You're contradicting yourself a bit. I specifically stated cranksets, wheelsets and stems re: the de-specing comment, and Giant does similarly. You just happen to think that _their_ house brand is somehow better than Specs. 

Beyond that, just because you get full Ultegra on an Ultegra spec'd bike doesn't necessarily mean the total package is better than a comparable bike from Specialized. Giant could well cut corners on the frameset, funneling more money into the components. 

Bottom line, all products are built to a price point, so I don't believe there are _substantial_ differences between manufacturers. What brings me to Specialized is what I believe are quality framesets, geo that works for me and excellent warranty/ customer service. 
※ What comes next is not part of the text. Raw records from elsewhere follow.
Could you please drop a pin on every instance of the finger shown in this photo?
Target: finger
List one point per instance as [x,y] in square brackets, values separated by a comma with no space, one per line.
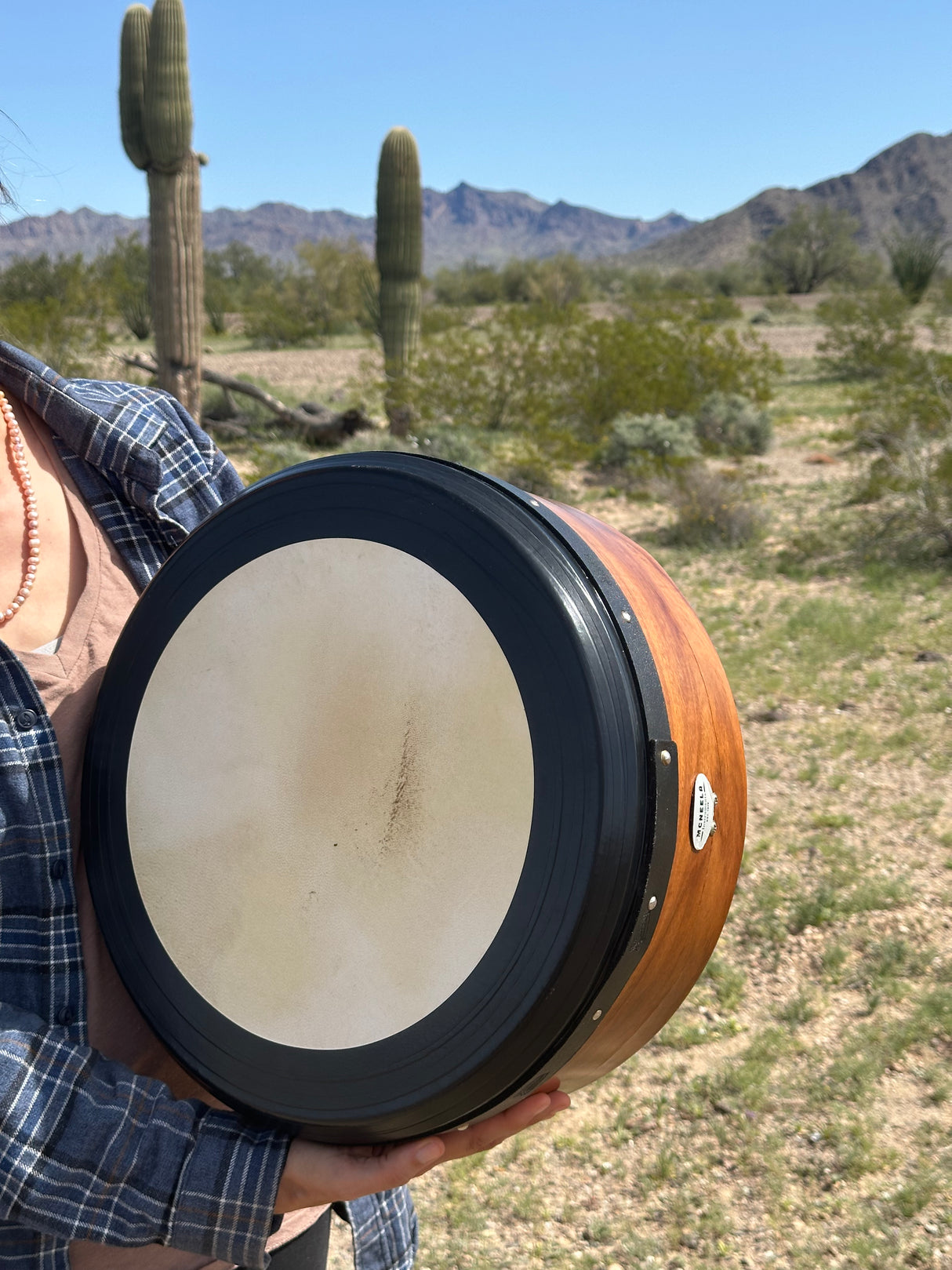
[550,1086]
[395,1166]
[489,1133]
BTW, try to ask Giant a question via their 'support' section like you can Specialized. No can do.... they refer you to your LBS. I guess they're too busy making frames to answer questions. :wink5:


----------



## Sworker (Jul 22, 2010)

Giants are so boring and so unimpressive. I agree that Spec is a bully when it comes to dealers, my LBS cannot do SWorks due to their lack of volume. I have 3 Spec bikes, they do stand behind their stuff better than any other bike manu, my friend broke is rear derailer mount off and smashed the carbon up on a 2005 Roubaix Expert and they gave him a 2011 Pro. Let's see Giant or Trek do that, they will not. 

I am not saying Spec is perfect but they are better than the average company


----------



## darwinosx (Oct 12, 2010)

Nah, Giants are exciting and very impressive. Much better bang for your buck than anything else, build frames for many other companies, popularized the compact frame concept, and excellent service and support.
Heard plenty of horror stories about Specialized and Trek service and support over the years.
You have to go way up the Specialized line and spend a lot more to get a frame equivalent to a Giant TCR or Defy Advanced. They also don't cheap out with low end components where they think people won't notice and their house brand wheels are very good.
Either you don't know anything about Giant bikes or you get your jollies trolling on bike forums. Which is odd.





Sworker said:


> Giants are so boring and so unimpressive. I agree that Spec is a bully when it comes to dealers, my LBS cannot do SWorks due to their lack of volume. I have 3 Spec bikes, they do stand behind their stuff better than any other bike manu, my friend broke is rear derailer mount off and smashed the carbon up on a 2005 Roubaix Expert and they gave him a 2011 Pro. Let's see Giant or Trek do that, they will not.
> 
> I am not saying Spec is perfect but they are better than the average company


----------



## steveandbarb1 (Dec 27, 2009)

Ordered a custom Firefly Carbon/ti frame, changes from my current setup will be a lower bb, shorter top tube, steeper seat tube. Will be riding my SL2 for much of this season, but can't wait for my first truly custom machine.


----------



## Sworker (Jul 22, 2010)

That is your OPNION, just like ass#holes we all have one. I don't like Giants, I have ridden them, looked at their builds and prefer a Spec any day of the week. I have also had very good luck with their service. Maybe it is my lack of love for Chinese companies and my support an American ones (yes they both manu in China, but Spec the money comes back to the USA). But I promise you trolling isn't my nature, but lending my personal opinion which you clearly don't agree with...we'll agree to disagree.


----------



## Sworker (Jul 22, 2010)

Oh, speaking of trolling, why don't you go troll in the Giant forum......


----------



## scottma (May 18, 2012)

darwinosx said:


> Either you don't know anything about Giant bikes or you get your jollies trolling on bike forums. Which is odd.


Interesting point of view for someone who spends so much time on bike forums posting about Giant. Below is just RBR.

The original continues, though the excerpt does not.